Proposal 3 —
Approval of the issuance of shares of our common stock issuable upon the exercise of warrants and conversion of preferred stock issued to Foris Ventures, LLC in accordance with Nasdaq Marketplace Rules 5635(b) and 5635(d)
General
We are asking stockholders to approve the issuance of shares of our common stock issuable upon the exercise of warrants and conversion of preferred stock issued to Foris Ventures, LLC in accordance with Nasdaq Marketplace Rules 5635(b) and 5635(d), as described in more detail below.
Background
During 2019, we have engaged in the following issuances of equity securities to Foris Ventures, LLC (“Foris”), an entity affiliated with director John Doerr of Kleiner Perkins Caufield & Byers, a current stockholder, and an owner of greater than five percent of our outstanding common stock, par value $0.0001 per share (the “Common Stock”):
On April 16, 2019, we issued and sold to Foris 6,732,369 shares of Common Stock at a price of $2.87 per share, the closing bid price of the Common Stock on the Nasdaq Global Select Market on April 12, 2019, as well as a warrant to purchase up to 5,424,804 shares of Common Stock at an exercise price of $2.87 per share, with an exercise term of two years from issuance, pursuant to a Securities Purchase Agreement, dated April 15, 2019, between us and Foris, for aggregate proceeds to us of $20.0 million (the “April Investment”).

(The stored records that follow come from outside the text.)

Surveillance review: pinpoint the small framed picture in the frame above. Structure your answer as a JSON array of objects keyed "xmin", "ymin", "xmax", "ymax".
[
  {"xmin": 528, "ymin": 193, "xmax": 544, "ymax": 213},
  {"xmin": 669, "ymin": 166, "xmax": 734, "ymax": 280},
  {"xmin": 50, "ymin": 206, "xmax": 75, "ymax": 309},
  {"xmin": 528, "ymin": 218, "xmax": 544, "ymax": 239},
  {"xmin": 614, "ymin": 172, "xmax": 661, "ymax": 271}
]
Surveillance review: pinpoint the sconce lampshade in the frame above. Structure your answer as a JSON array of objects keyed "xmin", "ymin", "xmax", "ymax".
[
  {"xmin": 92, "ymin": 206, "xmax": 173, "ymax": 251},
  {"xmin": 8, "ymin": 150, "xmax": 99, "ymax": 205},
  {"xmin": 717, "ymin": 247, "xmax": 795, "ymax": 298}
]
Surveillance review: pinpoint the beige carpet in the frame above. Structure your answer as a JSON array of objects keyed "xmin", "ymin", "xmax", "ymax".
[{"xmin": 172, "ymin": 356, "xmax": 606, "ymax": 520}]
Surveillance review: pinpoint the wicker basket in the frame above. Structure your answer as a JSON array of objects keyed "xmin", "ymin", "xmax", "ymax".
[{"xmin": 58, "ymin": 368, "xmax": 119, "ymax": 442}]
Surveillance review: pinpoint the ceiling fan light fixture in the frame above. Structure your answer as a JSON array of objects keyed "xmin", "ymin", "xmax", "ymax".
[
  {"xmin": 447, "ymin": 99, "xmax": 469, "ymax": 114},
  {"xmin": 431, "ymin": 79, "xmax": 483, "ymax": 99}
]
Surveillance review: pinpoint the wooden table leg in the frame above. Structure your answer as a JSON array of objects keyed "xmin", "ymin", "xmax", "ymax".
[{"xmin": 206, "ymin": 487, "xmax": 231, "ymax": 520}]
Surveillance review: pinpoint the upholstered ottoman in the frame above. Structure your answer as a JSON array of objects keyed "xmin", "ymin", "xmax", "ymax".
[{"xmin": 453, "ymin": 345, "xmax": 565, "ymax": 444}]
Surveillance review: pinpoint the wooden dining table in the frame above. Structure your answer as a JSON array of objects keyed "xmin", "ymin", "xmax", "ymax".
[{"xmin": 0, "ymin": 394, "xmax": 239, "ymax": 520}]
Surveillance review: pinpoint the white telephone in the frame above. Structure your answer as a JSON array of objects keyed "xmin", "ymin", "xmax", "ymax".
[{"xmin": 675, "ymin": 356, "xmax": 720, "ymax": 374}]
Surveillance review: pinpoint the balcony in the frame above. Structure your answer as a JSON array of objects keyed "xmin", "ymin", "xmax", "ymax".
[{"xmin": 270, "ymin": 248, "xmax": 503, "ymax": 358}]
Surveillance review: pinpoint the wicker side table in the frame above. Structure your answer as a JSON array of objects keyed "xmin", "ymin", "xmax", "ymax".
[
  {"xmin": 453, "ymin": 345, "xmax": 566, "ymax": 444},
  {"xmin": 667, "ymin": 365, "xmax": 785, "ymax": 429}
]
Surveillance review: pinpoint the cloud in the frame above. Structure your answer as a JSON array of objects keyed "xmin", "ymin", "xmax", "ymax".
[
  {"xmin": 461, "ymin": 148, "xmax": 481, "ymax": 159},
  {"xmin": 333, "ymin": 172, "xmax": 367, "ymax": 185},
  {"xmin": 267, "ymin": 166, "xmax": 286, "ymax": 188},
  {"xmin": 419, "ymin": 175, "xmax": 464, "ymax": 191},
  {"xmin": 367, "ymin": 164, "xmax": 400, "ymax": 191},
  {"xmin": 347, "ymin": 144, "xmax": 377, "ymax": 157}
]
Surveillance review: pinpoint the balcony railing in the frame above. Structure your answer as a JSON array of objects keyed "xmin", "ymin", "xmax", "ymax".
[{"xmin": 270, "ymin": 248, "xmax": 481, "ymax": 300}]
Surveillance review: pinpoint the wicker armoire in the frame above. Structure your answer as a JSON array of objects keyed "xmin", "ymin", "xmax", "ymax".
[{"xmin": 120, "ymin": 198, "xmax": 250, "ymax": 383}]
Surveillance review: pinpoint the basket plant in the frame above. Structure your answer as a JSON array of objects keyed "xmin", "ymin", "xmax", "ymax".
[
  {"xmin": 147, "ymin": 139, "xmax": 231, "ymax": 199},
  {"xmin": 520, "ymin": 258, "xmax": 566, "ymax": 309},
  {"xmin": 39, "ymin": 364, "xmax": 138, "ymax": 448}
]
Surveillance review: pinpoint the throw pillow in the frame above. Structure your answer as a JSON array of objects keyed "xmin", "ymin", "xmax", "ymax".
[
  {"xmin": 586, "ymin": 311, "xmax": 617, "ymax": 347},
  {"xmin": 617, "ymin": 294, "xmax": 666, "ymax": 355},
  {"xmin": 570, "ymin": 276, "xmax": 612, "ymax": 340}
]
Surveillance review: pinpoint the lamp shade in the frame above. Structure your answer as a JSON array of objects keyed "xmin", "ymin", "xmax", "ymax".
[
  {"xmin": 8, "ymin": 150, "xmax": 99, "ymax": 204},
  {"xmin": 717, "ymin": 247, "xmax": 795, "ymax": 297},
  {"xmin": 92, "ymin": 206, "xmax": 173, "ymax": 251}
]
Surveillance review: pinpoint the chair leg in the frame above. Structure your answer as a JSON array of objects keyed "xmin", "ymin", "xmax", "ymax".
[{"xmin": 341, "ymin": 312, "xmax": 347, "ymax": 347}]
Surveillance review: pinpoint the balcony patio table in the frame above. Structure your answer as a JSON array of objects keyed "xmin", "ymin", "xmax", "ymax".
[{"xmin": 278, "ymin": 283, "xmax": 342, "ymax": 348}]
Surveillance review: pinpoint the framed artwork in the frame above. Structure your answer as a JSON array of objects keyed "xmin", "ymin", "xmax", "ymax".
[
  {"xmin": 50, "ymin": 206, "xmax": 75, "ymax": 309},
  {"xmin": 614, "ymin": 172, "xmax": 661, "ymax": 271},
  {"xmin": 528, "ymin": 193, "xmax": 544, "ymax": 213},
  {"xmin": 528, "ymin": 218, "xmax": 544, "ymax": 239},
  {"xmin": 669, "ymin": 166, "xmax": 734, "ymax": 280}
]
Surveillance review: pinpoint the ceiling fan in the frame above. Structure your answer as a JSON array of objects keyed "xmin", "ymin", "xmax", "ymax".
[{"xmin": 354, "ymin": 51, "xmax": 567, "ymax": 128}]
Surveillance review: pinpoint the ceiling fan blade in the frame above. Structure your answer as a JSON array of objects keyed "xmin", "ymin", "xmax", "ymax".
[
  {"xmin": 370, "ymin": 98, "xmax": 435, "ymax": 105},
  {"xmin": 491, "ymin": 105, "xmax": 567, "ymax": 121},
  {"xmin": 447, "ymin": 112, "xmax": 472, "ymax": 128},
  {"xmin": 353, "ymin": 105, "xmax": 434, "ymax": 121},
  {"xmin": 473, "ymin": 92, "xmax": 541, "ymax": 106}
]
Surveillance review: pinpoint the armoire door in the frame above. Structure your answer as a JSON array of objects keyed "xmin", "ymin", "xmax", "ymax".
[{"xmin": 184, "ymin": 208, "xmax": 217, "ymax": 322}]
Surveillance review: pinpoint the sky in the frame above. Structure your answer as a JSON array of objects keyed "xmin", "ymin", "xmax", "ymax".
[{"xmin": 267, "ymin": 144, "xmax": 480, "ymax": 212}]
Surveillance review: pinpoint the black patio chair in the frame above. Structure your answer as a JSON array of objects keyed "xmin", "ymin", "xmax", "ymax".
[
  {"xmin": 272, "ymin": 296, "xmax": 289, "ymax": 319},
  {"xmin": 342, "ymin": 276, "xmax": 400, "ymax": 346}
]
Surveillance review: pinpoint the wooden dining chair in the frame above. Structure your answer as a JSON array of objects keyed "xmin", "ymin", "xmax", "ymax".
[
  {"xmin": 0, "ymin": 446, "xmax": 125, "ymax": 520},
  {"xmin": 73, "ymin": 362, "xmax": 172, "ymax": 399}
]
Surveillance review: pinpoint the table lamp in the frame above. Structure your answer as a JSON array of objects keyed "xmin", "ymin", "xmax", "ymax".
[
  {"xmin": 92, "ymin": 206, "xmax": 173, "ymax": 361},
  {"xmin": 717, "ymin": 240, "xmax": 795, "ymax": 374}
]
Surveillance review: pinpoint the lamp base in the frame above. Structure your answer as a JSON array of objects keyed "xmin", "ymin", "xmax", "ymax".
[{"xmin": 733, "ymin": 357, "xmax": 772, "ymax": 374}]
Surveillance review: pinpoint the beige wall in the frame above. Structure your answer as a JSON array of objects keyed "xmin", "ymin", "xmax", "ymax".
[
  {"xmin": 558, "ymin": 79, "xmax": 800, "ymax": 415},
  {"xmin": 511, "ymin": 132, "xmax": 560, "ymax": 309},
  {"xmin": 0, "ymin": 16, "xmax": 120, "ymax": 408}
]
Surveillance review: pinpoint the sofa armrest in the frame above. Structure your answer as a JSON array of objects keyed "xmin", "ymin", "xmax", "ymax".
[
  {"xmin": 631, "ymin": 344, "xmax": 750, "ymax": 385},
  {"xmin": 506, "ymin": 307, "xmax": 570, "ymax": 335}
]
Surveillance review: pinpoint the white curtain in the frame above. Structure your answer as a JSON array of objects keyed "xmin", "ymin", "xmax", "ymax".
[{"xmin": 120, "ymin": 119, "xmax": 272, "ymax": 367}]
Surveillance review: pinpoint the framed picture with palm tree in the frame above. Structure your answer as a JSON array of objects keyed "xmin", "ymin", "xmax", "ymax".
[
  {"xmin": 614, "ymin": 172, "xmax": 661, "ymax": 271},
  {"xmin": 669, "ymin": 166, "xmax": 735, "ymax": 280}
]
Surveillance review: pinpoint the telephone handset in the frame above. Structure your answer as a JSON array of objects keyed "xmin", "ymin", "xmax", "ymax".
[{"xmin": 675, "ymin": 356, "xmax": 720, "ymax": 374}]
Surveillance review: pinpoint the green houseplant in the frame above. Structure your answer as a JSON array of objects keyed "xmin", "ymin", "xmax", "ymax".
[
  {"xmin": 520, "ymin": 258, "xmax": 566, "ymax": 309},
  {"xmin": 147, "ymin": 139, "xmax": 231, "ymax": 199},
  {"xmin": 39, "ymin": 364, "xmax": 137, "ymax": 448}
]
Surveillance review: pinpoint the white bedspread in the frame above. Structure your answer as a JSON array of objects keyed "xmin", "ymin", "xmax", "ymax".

The securities were sold in a private placement pursuant to the exemption from registration under Section 4(a)(2) of the Securities Act of 1933, as amended (the “Securities Act”), and Regulation D promulgated under the Securities Act.
On April 26, 2019, we issued and sold to Foris 2,832,440 shares of Common Stock at a price of $5.12 per share, the closing price of the Common Stock on the Nasdaq Global Select Market on April 23, 2019, as well as a warrant to purchase up to 3,983,230 shares of Common Stock at an exercise price of $5.12 per share, with an exercise term of two years from issuance, pursuant to a Security Purchase Agreement, dated April 24, 2019, between us and Foris, for aggregate proceeds to us of $15.0 million. The securities were sold in a private placement pursuant to the exemption from registration under Section 4(a)(2) of the Securities Act and Regulation D promulgated under the Securities Act.
On May 14, 2019 we issued and sold to Foris 1,122,460 shares of Common Stock at a price of $4.60 per share, as well as a warrant to purchase 352,638 shares of Common Stock at an exercise price of $4.56 per share, the closing price of the Common Stock on the Nasdaq Global Select Market on May 9, 2019, with an exercise term of two years from issuance (the “Exchange Warrant”), in exchange for the surrender and cancellation of $5.0 million principal amount of our 6.50% Convertible Senior Notes due 2019 held by Foris, pursuant to an Exchange Agreement, dated May 10, 2019, between us and Foris. The securities were sold in a private placement pursuant to the exemption from registration under Section 3(a)(9) of the Securities Act.
On August 14, 2019, in connection with the entry by us and Foris into the Amendment No 5 and Waiver to the Loan and Security Agreement, dated June 29, 2018, by and among us, certain of our subsidiaries and Foris, as successor in interest to GACP Finance Co., LLC, we issued to Foris a warrant to purchase up to 1,438,829 shares of Common Stock at an exercise price of $2.87 per share, with an exercise term of two years from issuance. The warrant was issued in a private placement pursuant to the exemption from registration under Section 4(a)(2) of the Securities Act and Regulation D promulgated under the Securities Act.
On August 28, 2019, in connection with the entry by us and Foris into a credit agreement to make available to us an unsecured credit facility in an aggregate principal amount of $19.0 million, which we borrowed in full on August 28, 2019, we (i) issued to Foris a warrant to purchase up to 4,871,795 shares of Common Stock at an exercise price of $3.90 per share, with an exercise term of two years from issuance and (ii) amended the warrants issued to Foris on April 26, 2019 and May 14, 2019 to reduce the exercise price of such warrants to $3.90 per share.